Em quinto lugar, Collor começou a abrir a economia brasileira aos investidores
internacionais, impondo às empresas aqui instaladas - mal acostumadas à proteção estatal
e a lucrar com a inflação, e cujos donos haviam patrocinado sua eleição - a necessidade
de enfrentar, em condições desfavoráveis, os competidores agressivos da economia
globalizada.

E, se a memória não me trai, em sexto e último lugar, Collor - dono das organizações de
mídia Arnon de Mello - em parceria com o falecido José Carlos Martinez, ex-presidente do
PTB e proprietário de Rede Gazeta do Paraná, tinha intenção de comprar a falida Rede
Manchete, para montar uma rede de telecomunicações e tentar desbancar a hegemonia da
Rede Globo (que havia apadrinhado sua chegada ao poder) nesse mercado.

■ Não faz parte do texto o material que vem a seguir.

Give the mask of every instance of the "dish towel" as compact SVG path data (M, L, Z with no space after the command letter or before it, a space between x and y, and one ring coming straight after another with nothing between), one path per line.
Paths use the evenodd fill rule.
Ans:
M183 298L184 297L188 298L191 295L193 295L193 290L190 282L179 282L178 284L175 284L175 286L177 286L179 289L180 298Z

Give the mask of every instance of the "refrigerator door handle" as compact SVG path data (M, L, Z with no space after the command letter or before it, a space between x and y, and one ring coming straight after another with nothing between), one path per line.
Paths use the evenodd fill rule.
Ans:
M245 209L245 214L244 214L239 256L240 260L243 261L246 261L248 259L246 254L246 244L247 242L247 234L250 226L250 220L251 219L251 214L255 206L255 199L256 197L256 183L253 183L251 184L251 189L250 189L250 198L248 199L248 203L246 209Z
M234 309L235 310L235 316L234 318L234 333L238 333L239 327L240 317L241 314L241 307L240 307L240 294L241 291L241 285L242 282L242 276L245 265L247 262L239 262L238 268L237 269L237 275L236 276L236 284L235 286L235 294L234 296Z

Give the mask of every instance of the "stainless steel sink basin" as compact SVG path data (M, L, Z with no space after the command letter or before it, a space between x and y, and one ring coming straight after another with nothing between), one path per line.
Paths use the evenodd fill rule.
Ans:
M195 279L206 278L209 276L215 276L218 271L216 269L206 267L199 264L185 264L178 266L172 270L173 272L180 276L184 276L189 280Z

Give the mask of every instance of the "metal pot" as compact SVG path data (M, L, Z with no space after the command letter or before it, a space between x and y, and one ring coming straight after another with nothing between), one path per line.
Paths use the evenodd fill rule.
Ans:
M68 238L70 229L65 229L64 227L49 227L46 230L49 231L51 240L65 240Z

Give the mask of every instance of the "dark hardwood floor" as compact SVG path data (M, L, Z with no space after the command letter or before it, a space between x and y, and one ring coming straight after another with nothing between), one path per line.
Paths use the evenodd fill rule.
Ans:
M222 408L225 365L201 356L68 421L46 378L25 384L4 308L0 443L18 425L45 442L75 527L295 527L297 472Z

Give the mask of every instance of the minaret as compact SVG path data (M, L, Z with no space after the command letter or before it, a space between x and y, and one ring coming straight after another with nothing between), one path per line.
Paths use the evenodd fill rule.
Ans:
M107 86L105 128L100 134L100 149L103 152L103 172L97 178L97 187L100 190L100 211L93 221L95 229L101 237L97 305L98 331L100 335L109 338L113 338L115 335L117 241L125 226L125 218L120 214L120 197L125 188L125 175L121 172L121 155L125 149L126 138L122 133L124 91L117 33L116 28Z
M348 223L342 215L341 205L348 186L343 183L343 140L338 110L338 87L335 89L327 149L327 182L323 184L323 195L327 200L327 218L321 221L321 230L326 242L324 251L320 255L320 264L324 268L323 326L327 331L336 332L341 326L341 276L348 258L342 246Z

Aí foi demais. Collor conseguiu a proeza de unir contra si: a Rede Globo; a nata do PIB;
as Forças Armadas; os partidos políticos tradicionais; a mão invisível do estamento patrimonialista, liderada pelas corporações sindicais do funcionalismo público; a
esquerda; a sopa de letrinhas que gravitava em torno do PT (CNBB, CUT, UNE, OAB, ABI, etc.). Essa santa-aliança, manipulando imbecis de caras pintadas e velhinhos indignados, foi quem apeou o jovem pretensioso e arrogante do poder. Só mesmo um ex-adolescente brasiliense que passara a juventude aprontando impunemente nas noites entorpecentes da capital federal, para imaginar que conseguiria trombar de frente com 500 anos de patrimonialismo sem pagar o preço da ousadia.

Frente a esse breve inventário do impeachment de Collor, pergunto: O interesse de quem
Lula está contrariando? De ninguém relevante. Enquanto não contrariar os interesses dos
integrantes da seleta lista acima - e o interesse do capital financeiro - Lula não corre
risco de impeachment. No máximo, esse governo contraria os interesses eleitorais do PSDB
e do PFL, que avaliam ser os herdeiros naturais do trono nas urnas de 2006. E, é claro,
a visão de mundo de uma minoria de brasileiros (e bota minoria nisso), que preza os
direitos individuais, a democracia e a liberdade, e entende que, na cabeça de gente como
José Dirceu e Lula escondem-se perigosos sonhos totalitários que, se possível, devem ser
mantidos sob confinamento eterno, no mundo dos devaneios stalinistas do petismo.